The measure faced opposition from the food industry and retailers as well as social-service groups. In all, opponents reported spending more than 800 hours lobbying lawmakers to reject the proposal, according to the Government Accountability Board. There was no organized group supporting it.
That bill would have required two-thirds of a monthly food stamp allotment to be spent on items from a list of healthy foods. It also would have created a pilot program to ban benefit recipients from buying items such as chips and soda with FoodShare benefits.
Retailers and grocers argued the bill would impose costly and cumbersome burdens on store owners and clerks. In addition, there were questions about whether the USDA, which funds Wisconsin’s FoodShare program, would allow the state to impose more restrictions on recipients.
The Wisconsin Grocers Association spent the most time lobbying in opposition to the bill. The group’s president and CEO, Brandon Scholz, said the proposal would have cost stores “tens of millions of dollars” to upgrade software. Grocers would have had to divide charges on FoodShare debit cards, known as Quest cards, from two accounts: healthy and not-so-healthy.
It also could have led to longer grocery lines. Currently, there is a short list of what items cannot be paid for with Quest cards: Alcohol, cigarettes, non-food items including pet food, food intended to be eaten at the store and hot food.

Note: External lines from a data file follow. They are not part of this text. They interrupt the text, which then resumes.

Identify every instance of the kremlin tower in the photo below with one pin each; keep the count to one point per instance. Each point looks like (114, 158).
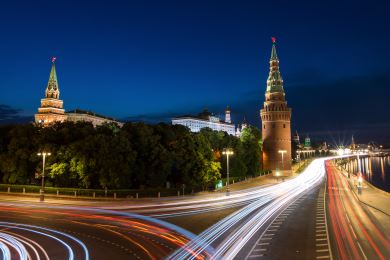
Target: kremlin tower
(51, 109)
(275, 118)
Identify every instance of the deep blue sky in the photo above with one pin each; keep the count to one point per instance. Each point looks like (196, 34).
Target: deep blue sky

On its website, USDA notes that there are hundreds of thousands of food items — with thousands more being added each year — and deciding which ones are healthy would be a monumental task.

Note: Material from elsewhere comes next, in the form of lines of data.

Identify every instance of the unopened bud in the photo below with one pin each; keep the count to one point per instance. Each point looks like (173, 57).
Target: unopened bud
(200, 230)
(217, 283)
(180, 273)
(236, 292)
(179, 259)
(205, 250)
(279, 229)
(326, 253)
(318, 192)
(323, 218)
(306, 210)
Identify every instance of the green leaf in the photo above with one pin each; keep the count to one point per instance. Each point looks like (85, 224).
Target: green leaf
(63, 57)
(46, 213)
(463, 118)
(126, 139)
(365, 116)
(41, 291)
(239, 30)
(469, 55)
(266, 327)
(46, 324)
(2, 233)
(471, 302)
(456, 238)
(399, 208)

“The task of identifying, evaluating and tracking the nutritional profile of every food available for purchase would be substantial,” the agency says.
Scholz said the 2013 bill would have turned clerks into “food police.” However, Scholz, former executive director of the Republican Party of Wisconsin, said he is willing to work with Republicans who control the Legislature to see what could be done to encourage healthier purchases by those getting government food assistance.
“It’s not a stupid idea,” Scholz said. “It’s what can be done practically, and at what cost?”
Changing the definition of allowable foods also would require action by Congress. Born said he’s had discussions with U.S. Rep.-elect Glenn Grothman about pushing for changes at the federal level. As a state senator, Grothman has been an outspoken critic of public benefit programs, saying they lead to government dependence and single parenthood, among other problems.
The USDA has vetoed two other states’ efforts for much narrower restrictions.
The agency rejected Minnesota’s proposal to ban soda and candy from the list of acceptable food items in 2004, and in 2011, it rejected New York’s proposal to exclude soda.
Scholz said he doubts the federal government would grant a waiver to Wisconsin.
“The state cannot arbitrarily, unilaterally decide to change this,” he said.
Legal Action of Wisconsin, which serves poor clients, said it opposes efforts to further restrict what can be purchased with FoodShare benefits.
“This proposal will result mainly in a bellyache for Wisconsin’s retailers and grocers who will have to spend the time and money to sift through their customers’ grocery carts to comply with whatever the law’s definition of ‘nutritious’ is,” said Vicky Selkowe, legislative director for Legal Action.
“Our clients tell us that a far bigger hurdle to their purchasing healthy food are the facts that their low-income neighborhoods are food deserts, and that the jobs they work at don’t pay enough for them to afford healthier food.”
Born said his sense is most Wisconsinites favor requiring that taxpayer-funded food assistance be used to buy nutritious food.
“People support the idea,” he said. “It’s just whether or not we can find a way to accomplish the goal.”